If I had to do that sort of thing I should be feeling all the time that the girl was saying to herself as she took it down, “Well comma this beats me period How comma with homes for the feebleminded touting for custom on every side comma has a man like this succeeded in remaining at large mark of interrogation.”
Question marks are used when the question is direct:
What is the capital of Belgium?
Have you been there?
Did you find the people very strange?
When the question is inside quotation marks, again it is required:
“Did you try the moules and chips?” he asked.
But when the question is indirect, the sentence manages without it:
What was the point of all this sudden interest in Brussels, he wondered.
I asked if she had something in particular against the Belgian national character.
Increasingly people are (ignorantly) adding question marks to sentences containing indirect questions, which is a bit depressing, but the reason is not hard to find: blame the famous upward inflection caught by all teenage viewers of Neighbours in the past twenty years. Previously, people said “you know?” and “know what I’m saying?” at the end of every sentence. Now they don’t bother with the words and just use the question marks, to save time. Everything ends up becoming a question? I’m talking about statements? It’s getting quite annoying? But at least it keeps the question mark alive so it can’t be all bad?
Deciding which way round to print the question mark wasn’t as straightforward as you might think, incidentally.

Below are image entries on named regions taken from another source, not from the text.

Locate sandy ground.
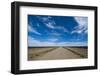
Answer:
[28,47,88,60]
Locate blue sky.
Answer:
[28,15,88,47]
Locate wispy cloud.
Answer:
[28,25,41,35]
[28,36,87,47]
[71,17,88,34]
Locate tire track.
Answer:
[28,48,57,60]
[63,47,85,58]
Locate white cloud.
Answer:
[28,36,87,47]
[71,17,88,34]
[56,26,68,32]
[48,38,58,42]
[44,22,55,29]
[28,25,41,35]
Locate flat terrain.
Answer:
[28,47,88,61]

In its traditional orientation, with the curve to the right, it appears to cup an ear towards the preceding prose, which seems natural enough, though perhaps only because that’s how we are used to seeing it. But people have always played around with it. In the 16th century the printer Henry Denham had the sophisticated idea of reversing the mark when indicating a rhetorical question (to differentiate it from a direct question), but it didn’t catch on. You can imagine other printers muttering uncertainly, “Rhetorical question? What’s a rhetorical question? Is this a rhetorical question?” – and not being able to answer. The Spanish Academy, however, in 1754 ratified the rather marvellous and flamboyant idea of complementing terminal question marks and exclamation marks with upside-down versions at the beginnings, thus:
¡Lord, love a duck!
¿Doesn’t Spanish look different from everything else now we’ve done this?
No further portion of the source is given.